Me levanté angustiado; no era para menos. Apenas me crucé con mi mamá por primera vez en el día, me acerqué a hablarle.

—Hola —le dije.

—Hola.

—Soné que te habías muerto —continué, y le hice un gesto como para que comprendiera que la quería.

—Y te agarró la culpa ¿no?

—¿Culpa por qué? ¡Culpa no! Tristeza. —Dejé que todo mi malhumor saliera a flor de piel.

—Por estar tan poco tiempo conmigo —dijo, resuelta.

Era una queja que, de tan reiterada, había perdido el efecto perturbador original. Eludí la discusión, la besé con algo de torpeza en la frente, y fui por las cosas que debía reparar.

El trabajo no me libró del recuerdo del sueño, me volvieron a toda hora las escenas del cementerio, combinadas con las expresiones de mi madre cada vez que me tocó embarcarme. Mujer joven, hubiera podido rehacer su vida en vez de atosigar a su hijo con quejas sin solución y semblantes funestos. Me ganó la rabia al punto de romper la red que estaba cosiendo. ¿Cómo pretendía que pasara más tiempo con ella? Si papá no hubiera alcanzado a enseñarme el oficio antes del accidente, no tendríamos siquiera la barca. Manejaba una dotación de hombres que dependían de mí.

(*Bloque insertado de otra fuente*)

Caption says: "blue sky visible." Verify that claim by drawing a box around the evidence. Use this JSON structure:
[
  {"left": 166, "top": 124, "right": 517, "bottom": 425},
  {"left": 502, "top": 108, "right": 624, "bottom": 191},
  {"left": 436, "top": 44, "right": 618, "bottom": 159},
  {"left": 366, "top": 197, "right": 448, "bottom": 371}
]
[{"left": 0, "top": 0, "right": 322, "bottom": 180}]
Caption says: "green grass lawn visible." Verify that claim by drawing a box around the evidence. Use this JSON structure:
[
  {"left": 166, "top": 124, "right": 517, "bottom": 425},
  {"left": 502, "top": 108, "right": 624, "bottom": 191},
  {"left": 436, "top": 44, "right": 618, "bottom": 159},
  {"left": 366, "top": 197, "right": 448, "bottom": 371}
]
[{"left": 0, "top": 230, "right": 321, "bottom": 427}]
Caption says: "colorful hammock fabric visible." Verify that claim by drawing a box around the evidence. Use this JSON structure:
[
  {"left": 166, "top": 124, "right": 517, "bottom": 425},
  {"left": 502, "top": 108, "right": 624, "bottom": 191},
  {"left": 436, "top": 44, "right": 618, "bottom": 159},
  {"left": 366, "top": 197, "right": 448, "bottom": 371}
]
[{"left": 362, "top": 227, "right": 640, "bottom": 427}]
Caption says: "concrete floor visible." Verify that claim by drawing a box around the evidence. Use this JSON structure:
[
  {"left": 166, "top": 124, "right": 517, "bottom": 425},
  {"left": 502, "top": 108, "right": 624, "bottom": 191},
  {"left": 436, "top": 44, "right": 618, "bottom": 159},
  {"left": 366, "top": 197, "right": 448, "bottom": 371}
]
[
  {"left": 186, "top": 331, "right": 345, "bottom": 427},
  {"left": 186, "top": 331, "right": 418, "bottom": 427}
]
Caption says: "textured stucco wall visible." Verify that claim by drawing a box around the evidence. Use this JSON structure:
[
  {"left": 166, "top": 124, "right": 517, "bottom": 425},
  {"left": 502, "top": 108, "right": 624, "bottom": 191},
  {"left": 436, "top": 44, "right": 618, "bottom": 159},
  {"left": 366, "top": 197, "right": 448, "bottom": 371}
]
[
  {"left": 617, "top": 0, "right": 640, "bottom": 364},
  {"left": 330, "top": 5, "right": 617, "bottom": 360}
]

Rumié esos pensamientos y consideraciones hasta la hora del almuerzo. La encontré poniendo la mesa, de ojos sombríos y manos lentas. Una pose. La detuve y, controlando no estallar, le compartí mis reflexiones, explicándole la necesidad de pasar semanas, hasta meses en el mar, cuando encontrábamos un cardumen. Terminé preguntándole cómo quería que pasara más tiempo con ella, dadas mis obligaciones.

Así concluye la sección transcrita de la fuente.